Yazamıyorum.
Gerçi yazamamaktan değil de yazasım gelmiyor. İçim karanlık, içim acıyor. Ben karanlıkta yazamam. Deniyorum olmuyor. Harfler birbirine giriyor. Acımasına dayanırım da yazamamak en kötüsü. Herhangi bir acı tarifi yok, tarifsiz.

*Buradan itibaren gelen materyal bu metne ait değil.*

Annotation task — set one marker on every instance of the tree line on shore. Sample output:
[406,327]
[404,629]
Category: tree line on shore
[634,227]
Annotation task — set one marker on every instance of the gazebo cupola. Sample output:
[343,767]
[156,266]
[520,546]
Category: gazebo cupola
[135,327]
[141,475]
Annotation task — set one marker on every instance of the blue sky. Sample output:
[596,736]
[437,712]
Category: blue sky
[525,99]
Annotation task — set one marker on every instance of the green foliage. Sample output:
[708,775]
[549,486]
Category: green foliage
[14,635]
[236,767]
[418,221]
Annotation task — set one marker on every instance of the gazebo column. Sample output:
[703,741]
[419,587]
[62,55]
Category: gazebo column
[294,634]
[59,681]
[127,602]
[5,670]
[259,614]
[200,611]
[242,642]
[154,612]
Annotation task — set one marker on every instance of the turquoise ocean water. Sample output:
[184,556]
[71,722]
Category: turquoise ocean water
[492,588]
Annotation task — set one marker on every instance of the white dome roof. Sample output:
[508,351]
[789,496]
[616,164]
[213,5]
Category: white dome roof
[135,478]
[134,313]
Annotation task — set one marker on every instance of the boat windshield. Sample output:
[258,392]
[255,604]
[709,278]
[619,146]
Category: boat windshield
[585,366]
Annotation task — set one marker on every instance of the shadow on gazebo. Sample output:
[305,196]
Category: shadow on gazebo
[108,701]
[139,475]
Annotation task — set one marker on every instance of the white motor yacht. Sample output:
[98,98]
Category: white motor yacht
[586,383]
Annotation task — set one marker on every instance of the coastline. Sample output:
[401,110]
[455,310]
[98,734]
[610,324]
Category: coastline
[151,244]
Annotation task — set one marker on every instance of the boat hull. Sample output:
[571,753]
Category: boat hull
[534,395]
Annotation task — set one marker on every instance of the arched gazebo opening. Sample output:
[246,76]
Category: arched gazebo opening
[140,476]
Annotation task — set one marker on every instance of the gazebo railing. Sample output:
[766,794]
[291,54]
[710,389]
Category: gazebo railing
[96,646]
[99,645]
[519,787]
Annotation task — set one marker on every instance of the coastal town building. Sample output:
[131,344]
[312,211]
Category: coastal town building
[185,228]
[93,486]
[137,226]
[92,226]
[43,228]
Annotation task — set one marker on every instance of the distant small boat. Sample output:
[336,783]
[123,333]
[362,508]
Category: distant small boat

Kalabalık su gibi. Durmuyor bir yerinde, tutamıyorum. Hoş ya tutmaya çalışmam da bir garip. Kalabalık tutulabilir mi yahu? Yahu bu nece istektir? Akar gider parmaklarından. Hem de tam avcundayken eriyiverir. Ya peşinden sürüklenirsin ya da boğulursun. Zaten karanlık, nefes de alamıyorum. Ben sanırım boğuldum. Muhtemelen ölmem. Bir balık beni bulur, suni teneffüs yapar. Tanrı bir daha ruh üfler. Geçer gider, az önce ölmemiş kadar olurum. Turp gibi olurum. Sapasağlam. Sonra suyun sesi uzaktan hoş gelir. Sonra ben bir daha kalabalık bulurum. Susuzum diye bahane uydururum ve ben bir yudum için yine boğulurum. Dirilir miyim? Onu da bilmem. Sahi yaşamak ve ölmek arasındaki farkı da bir türlü çözemedim. Ölünce de anlamam gibi. Ölüm kalana kötü, ölüm kalana ölüm. Ve hatta bu bir itiraftır. En bencil olduğum zamanlar öldüğümü hayal ederim, herkesin arkamdan ağladığını düşünürüm. Ben de ağlarım.